TROUBLEMAN Episode 3 Recap
Makiko begins to tell her story. She tells the group about Kouji, a struggling musician who wanted to change the world and make it a better place with his music and money (if his music ever hit it big). Kouji was Makiko’s boyfriend and her everything. They were very happy until the day a one yen coin destroyed everything. As they are standing waiting to cross a road and talking about their future, a coin rolls between them. Kouji sees this and goes to pick it up. As luck would have it, he gets hit by a truck. Makiko rushes to him and he tries to say something. Makiko doesn’t understand what he says, but takes the coin that he managed to pick up before he died.
Devastated, Makiko turns to drinking. She drinks and lies around thinking about Kouji or she goes and visits places that had special memories of her and Kouji, like the playground where they had their first kiss. Finally, Makiko has had enough of life without Kouji. She takes out a knife and tries to kill herself. However, she cannot bring herself to slit her wrists. She knows that Kouji would not want her to kill herself and she has this desire to know why Kouji died. Thus, Makiko decides to become a hypnotherapist to track down the owner of the one yen coin to understand exactly what happened to Kouji (and this is a normal response how?).
Makiko begins attending a hypnosis seminar where she and a group of others are taught how to hypnotize people properly. Makiko uses the coin that caused Kouji’s death as the pendulum used for hypnosis. Afterwards, Makiko begins using her new found skill on people trying to track down the coin’s owner. She has had no luck and decides to move and become more serious about her job as a hypnotherapist. She sees client, after client, and her life seems to be going rather well all things considered when the morning of the fateful day that has brought these neighbors together comes.

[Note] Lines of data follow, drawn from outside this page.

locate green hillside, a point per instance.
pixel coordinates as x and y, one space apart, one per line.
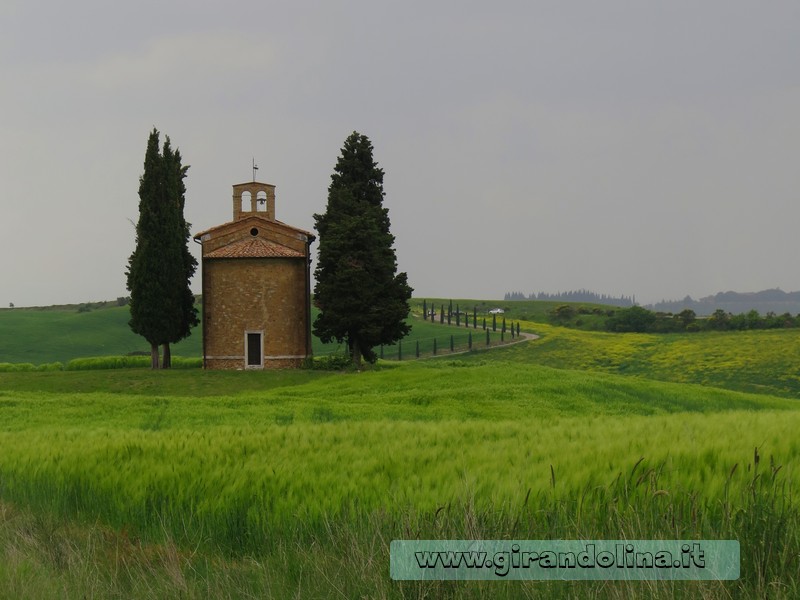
209 484
60 334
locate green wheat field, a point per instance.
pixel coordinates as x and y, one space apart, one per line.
129 483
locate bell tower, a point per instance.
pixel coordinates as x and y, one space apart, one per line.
253 198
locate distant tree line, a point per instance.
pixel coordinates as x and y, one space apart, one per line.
765 301
575 296
641 320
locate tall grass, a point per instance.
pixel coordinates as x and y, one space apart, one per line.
292 483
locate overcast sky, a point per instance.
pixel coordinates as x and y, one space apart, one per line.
626 147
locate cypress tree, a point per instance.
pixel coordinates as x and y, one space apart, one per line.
159 269
361 297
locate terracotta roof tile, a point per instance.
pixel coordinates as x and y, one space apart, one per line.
254 248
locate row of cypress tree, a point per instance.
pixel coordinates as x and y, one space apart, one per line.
162 304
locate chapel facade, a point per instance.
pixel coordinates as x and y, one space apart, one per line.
256 286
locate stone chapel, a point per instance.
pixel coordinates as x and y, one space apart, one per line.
256 286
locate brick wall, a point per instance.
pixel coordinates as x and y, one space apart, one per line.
266 295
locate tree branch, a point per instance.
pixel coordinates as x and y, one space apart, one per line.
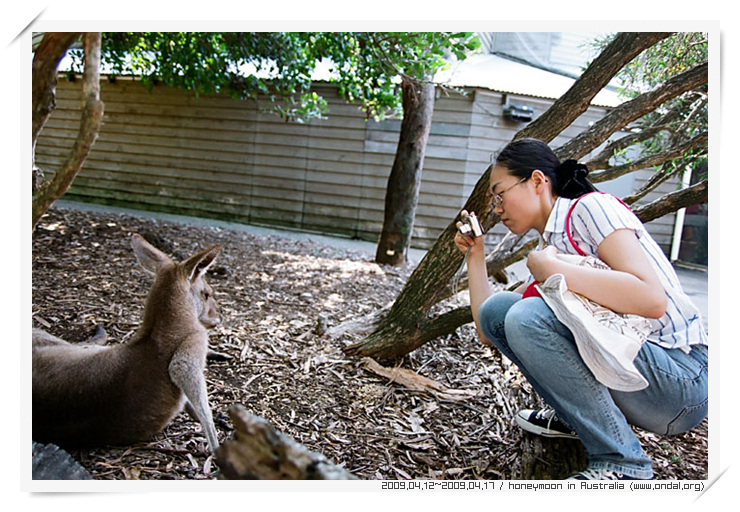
650 160
631 110
92 115
625 47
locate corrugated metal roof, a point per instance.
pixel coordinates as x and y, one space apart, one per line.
505 75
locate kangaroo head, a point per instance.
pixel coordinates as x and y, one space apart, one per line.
188 275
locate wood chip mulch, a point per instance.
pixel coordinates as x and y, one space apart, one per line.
277 295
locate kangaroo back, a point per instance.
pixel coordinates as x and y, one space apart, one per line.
87 394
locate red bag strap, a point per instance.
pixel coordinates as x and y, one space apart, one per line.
570 210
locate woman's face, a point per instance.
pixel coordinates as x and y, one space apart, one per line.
519 206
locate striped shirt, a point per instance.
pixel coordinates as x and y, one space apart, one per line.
595 217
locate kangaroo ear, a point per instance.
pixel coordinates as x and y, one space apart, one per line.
196 265
148 256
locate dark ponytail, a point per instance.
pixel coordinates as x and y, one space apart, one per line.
571 181
522 156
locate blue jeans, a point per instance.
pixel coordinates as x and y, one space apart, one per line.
676 400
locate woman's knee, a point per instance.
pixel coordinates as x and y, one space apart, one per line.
492 313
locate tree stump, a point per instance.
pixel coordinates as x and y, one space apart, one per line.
545 458
259 452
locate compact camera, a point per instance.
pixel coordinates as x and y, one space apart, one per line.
470 226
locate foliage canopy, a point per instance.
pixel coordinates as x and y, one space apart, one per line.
281 66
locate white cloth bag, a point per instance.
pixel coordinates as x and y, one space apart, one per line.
607 341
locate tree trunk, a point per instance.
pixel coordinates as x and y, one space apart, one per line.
625 47
46 60
402 192
92 115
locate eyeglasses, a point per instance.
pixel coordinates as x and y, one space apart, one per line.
498 199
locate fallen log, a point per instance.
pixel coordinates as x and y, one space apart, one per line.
259 452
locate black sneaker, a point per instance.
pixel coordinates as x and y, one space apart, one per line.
600 474
543 422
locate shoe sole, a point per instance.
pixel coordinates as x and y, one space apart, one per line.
540 431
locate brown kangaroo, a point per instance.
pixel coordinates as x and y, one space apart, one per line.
91 395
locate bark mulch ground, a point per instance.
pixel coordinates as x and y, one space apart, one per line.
277 295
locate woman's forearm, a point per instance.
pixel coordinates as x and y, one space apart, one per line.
478 285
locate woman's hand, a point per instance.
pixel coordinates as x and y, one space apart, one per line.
542 264
464 242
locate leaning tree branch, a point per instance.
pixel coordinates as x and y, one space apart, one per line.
601 161
629 111
650 160
46 60
92 116
625 47
448 322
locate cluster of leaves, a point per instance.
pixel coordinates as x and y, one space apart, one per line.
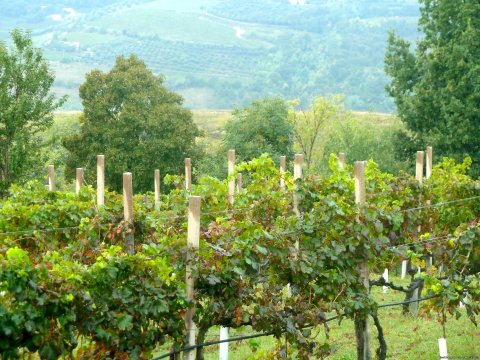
258 263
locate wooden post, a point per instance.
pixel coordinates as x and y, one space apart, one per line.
51 177
239 183
79 173
100 180
404 269
128 210
223 348
385 276
297 174
231 170
413 307
156 185
193 242
283 169
429 161
428 174
362 329
419 167
341 160
442 348
188 174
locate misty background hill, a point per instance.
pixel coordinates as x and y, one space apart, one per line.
223 54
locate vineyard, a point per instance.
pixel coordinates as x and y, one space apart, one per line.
93 274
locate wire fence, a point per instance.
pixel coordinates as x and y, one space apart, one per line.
247 337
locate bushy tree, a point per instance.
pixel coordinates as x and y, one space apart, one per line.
260 127
437 87
137 123
26 106
310 125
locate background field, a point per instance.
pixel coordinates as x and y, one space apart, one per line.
407 337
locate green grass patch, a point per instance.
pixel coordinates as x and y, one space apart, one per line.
151 19
407 337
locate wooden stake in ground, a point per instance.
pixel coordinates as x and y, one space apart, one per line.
223 349
362 329
79 173
297 174
341 160
239 183
231 170
156 184
283 169
442 348
429 161
188 174
193 242
128 211
51 177
100 180
413 307
428 174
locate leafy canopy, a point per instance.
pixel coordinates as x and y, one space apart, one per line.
137 123
436 88
26 106
260 127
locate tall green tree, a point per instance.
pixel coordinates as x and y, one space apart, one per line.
135 121
436 87
260 127
26 106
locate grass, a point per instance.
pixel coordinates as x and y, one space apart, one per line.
150 18
407 337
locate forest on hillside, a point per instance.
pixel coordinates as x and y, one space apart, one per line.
222 54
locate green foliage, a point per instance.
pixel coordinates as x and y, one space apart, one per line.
436 88
26 106
310 125
261 127
214 61
138 124
78 291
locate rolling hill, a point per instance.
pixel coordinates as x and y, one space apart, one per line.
222 54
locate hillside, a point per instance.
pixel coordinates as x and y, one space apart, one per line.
222 54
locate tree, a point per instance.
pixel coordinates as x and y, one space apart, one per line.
436 88
137 123
26 106
309 124
260 127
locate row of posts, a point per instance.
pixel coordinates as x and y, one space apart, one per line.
193 237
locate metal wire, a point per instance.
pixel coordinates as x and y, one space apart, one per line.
239 338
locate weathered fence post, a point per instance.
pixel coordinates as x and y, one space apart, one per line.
231 170
51 177
442 348
385 277
156 185
100 180
193 242
362 329
413 307
188 174
341 160
429 161
239 183
297 174
79 173
283 169
223 349
428 174
128 211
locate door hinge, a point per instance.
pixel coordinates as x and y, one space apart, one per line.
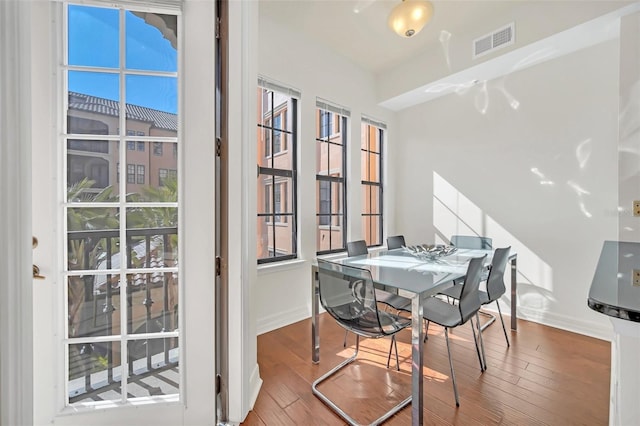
218 383
218 266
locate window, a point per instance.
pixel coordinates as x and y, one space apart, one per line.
140 178
277 134
162 176
131 173
331 182
119 71
277 197
157 148
275 142
371 172
325 123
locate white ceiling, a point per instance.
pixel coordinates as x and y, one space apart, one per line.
365 36
366 39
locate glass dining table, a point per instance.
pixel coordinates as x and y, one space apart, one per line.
416 278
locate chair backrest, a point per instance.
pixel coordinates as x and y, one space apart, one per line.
472 242
396 241
357 248
470 296
348 295
495 281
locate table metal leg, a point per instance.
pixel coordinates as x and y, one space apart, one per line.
417 352
514 293
315 324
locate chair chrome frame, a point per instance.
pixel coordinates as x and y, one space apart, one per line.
325 270
451 316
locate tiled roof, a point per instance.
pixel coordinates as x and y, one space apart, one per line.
160 119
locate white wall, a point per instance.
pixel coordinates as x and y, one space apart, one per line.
283 291
531 160
629 127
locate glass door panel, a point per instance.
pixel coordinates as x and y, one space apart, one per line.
121 207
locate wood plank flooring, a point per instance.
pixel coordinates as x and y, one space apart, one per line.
547 377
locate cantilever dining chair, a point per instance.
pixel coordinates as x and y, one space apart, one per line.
347 293
472 242
450 316
397 241
395 301
495 285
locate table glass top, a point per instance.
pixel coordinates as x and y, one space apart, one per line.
400 269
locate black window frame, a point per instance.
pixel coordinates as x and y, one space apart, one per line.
275 175
372 184
324 135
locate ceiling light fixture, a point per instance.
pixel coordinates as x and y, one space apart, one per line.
410 16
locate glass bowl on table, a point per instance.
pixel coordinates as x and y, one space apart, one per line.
430 251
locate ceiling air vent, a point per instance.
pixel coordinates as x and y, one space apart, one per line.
495 40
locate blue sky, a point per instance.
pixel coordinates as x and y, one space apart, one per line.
94 42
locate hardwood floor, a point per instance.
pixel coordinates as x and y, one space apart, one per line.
547 377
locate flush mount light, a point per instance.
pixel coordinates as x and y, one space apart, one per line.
410 16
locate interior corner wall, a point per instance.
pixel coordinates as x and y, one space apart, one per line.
531 160
629 127
283 291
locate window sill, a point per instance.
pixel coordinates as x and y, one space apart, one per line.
270 268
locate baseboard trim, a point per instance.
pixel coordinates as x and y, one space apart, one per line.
281 319
598 330
255 384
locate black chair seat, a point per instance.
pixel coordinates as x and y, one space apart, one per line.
397 302
455 291
441 312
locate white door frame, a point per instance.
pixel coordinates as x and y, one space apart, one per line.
26 89
16 352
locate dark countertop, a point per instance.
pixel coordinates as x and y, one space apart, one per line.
612 291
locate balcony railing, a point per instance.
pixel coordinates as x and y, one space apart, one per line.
95 367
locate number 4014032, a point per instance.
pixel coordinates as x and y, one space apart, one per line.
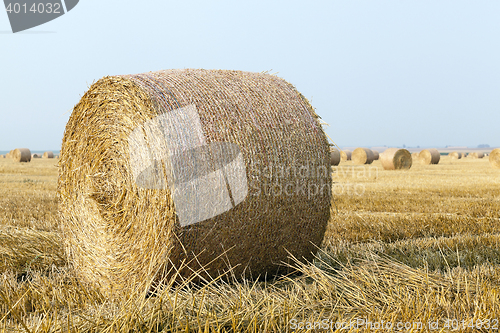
36 8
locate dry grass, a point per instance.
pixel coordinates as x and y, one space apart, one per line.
409 246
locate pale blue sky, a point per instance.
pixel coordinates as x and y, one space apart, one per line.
379 72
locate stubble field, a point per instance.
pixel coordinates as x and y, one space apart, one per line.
418 250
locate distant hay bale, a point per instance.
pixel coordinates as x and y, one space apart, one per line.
362 156
429 156
495 158
334 156
207 167
455 155
21 155
396 159
345 155
48 154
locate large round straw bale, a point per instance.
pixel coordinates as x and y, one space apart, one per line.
345 155
396 159
429 156
334 156
21 155
495 158
362 156
212 168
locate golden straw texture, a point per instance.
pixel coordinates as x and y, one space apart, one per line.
429 156
21 155
345 155
396 159
334 156
362 156
125 229
495 158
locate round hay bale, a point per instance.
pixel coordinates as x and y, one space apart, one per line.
362 156
345 155
429 156
334 157
396 159
212 168
455 155
495 158
21 155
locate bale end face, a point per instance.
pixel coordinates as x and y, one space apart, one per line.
21 155
345 155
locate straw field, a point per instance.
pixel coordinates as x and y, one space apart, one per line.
412 246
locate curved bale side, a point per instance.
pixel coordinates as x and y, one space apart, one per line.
345 155
396 159
207 167
334 157
21 155
495 158
362 156
48 154
429 156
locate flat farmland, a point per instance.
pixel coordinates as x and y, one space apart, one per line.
416 249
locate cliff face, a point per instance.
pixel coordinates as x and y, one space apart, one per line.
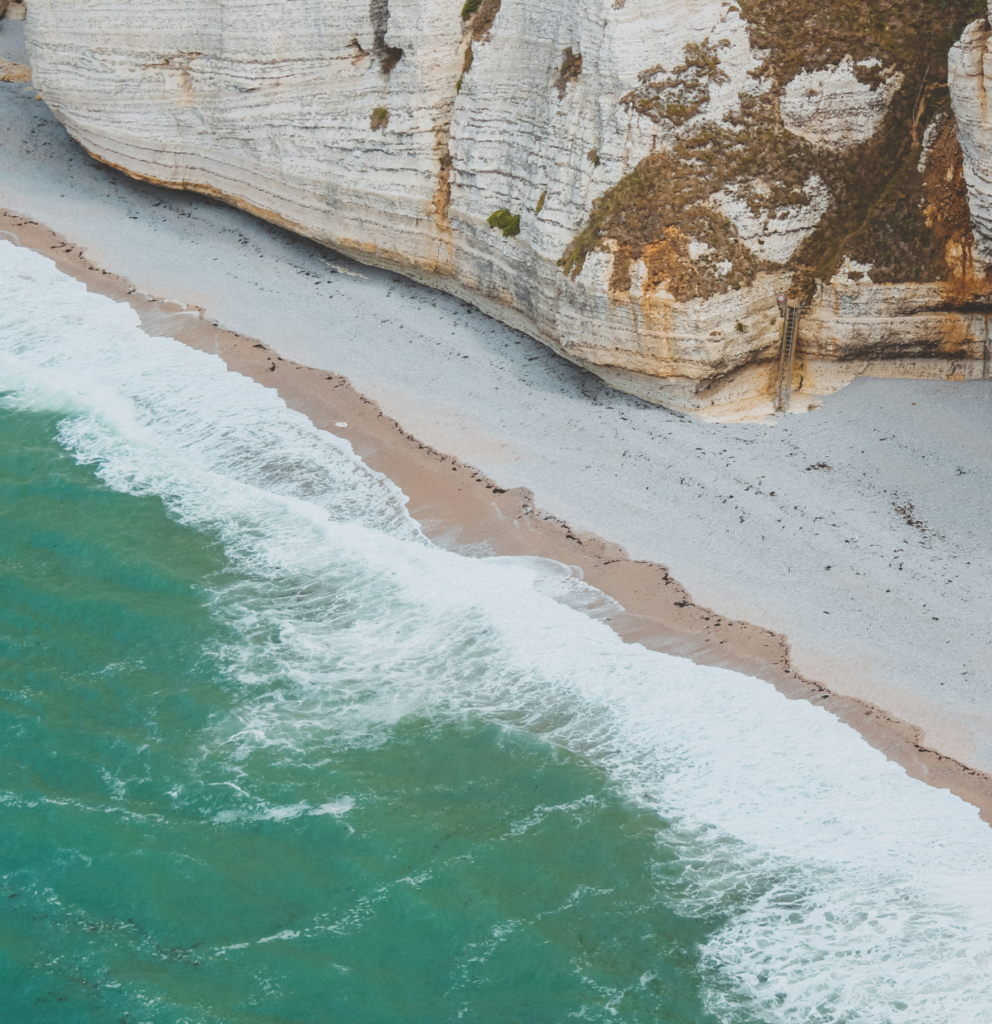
630 181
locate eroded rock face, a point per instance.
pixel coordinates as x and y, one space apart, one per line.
674 165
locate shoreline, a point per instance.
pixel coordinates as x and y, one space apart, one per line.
460 507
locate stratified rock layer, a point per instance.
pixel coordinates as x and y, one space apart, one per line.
674 165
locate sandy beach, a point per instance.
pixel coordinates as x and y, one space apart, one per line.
845 553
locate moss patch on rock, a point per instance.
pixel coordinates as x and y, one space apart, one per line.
882 211
479 15
568 71
506 221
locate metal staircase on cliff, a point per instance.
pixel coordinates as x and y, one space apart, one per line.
790 313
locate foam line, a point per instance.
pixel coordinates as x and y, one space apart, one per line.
849 891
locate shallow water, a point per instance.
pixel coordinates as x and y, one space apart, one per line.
269 755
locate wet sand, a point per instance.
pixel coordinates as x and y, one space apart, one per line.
461 508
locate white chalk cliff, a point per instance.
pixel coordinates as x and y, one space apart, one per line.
674 165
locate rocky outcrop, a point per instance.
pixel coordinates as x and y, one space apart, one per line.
630 181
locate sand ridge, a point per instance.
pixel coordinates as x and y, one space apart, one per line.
463 509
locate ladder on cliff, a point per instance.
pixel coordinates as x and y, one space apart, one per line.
790 313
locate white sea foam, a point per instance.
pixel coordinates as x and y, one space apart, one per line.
851 893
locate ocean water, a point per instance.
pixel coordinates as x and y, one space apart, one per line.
267 755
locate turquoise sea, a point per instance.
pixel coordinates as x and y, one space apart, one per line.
267 755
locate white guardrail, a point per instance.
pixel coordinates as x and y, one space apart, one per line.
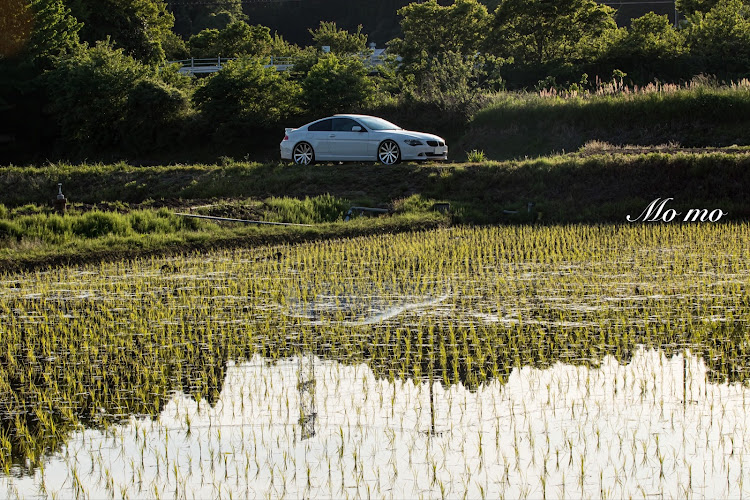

Makiko has been working with a depressed mangaka. This person has always been shy and socially awkward and had gone unnoticed for the longest of times until a guy came out of nowhere and said he liked her. Apparently things did not go well with the man and the mangaka was suffering. Makiko uses hypnosis to bring the patient to confront their painful memories with disastrous results. Makiko’s patient takes a knife and stabs herself right in front of Makiko. Makiko is shocked and yells at the artist to stay with her. Then Makiko hears the yakuza outside her door and panics. She hides the body in the futon cupboard and goes into the kitchen to wash the blood off her hands, stripping off the bloodied shirt she had been wearing.
And from that point on, we know the story. Kameda comes in because of the yakuza and accidentally tackles Makiko. When he accidentally opens the cupboard and the dead body falls out, Makiko snaps and yells at her client to pull herself together and become strong (that is what Makiko had to do without Kouji).
The entire group apologizes for calling Makiko a murderer. Kameda in particular is sorry for having said such things. They all tell Makiko they will support her and do everything they can for her like they did for Kameda when he told his story. Makiko thanks them and says that she has always believed that one day this coin will lead her to its owner. That’s when the string breaks and the coin rolls over to Tokuda who seems to be very uneasy because of this. The landlady wonders what’s wrong and he said he was afraid Makiko would lose an important thing (the coin). The others accept this answer. When Tokuda goes to pick up the coin, it starts floating. So Kameda really does have ESP. (No one believed that part of his story was real until now.)
Kameda sends the coin back to Makiko who thanks him. The landlady wondered what other powers Kameda possessed. He said that he could sometimes get a feel for objects by touching them, but since he hasn’t used his powers often he doesn’t think he’ll be able to get much from the coin. Makiko thanks him again but says she wants to find the owner by herself. The episode then ends with Landlady Sasaki saying that she and her husband are the thieves in the wanted poster in the apartment’s neighborhood.
My thoughts: While I still like this drama, I felt Makiko’s story was too much like Kameda’s. Yes, you still feel sorry for her loss, but it is has already been encountered before. Will all these characters have stories that are this similar to one another? Not necessarily a bad thing, but can be redundant as we go through each characters’ individual stories.
I am curious to know if Tokuda is connected to Makiko’s past and the coin that killed her boyfriend. He seemed really uncomfortable when the string holding the coin snapped and the coin rolled to him. Could be coincidence, or he might have been there when the accident occurred. I wonder when we shall find out.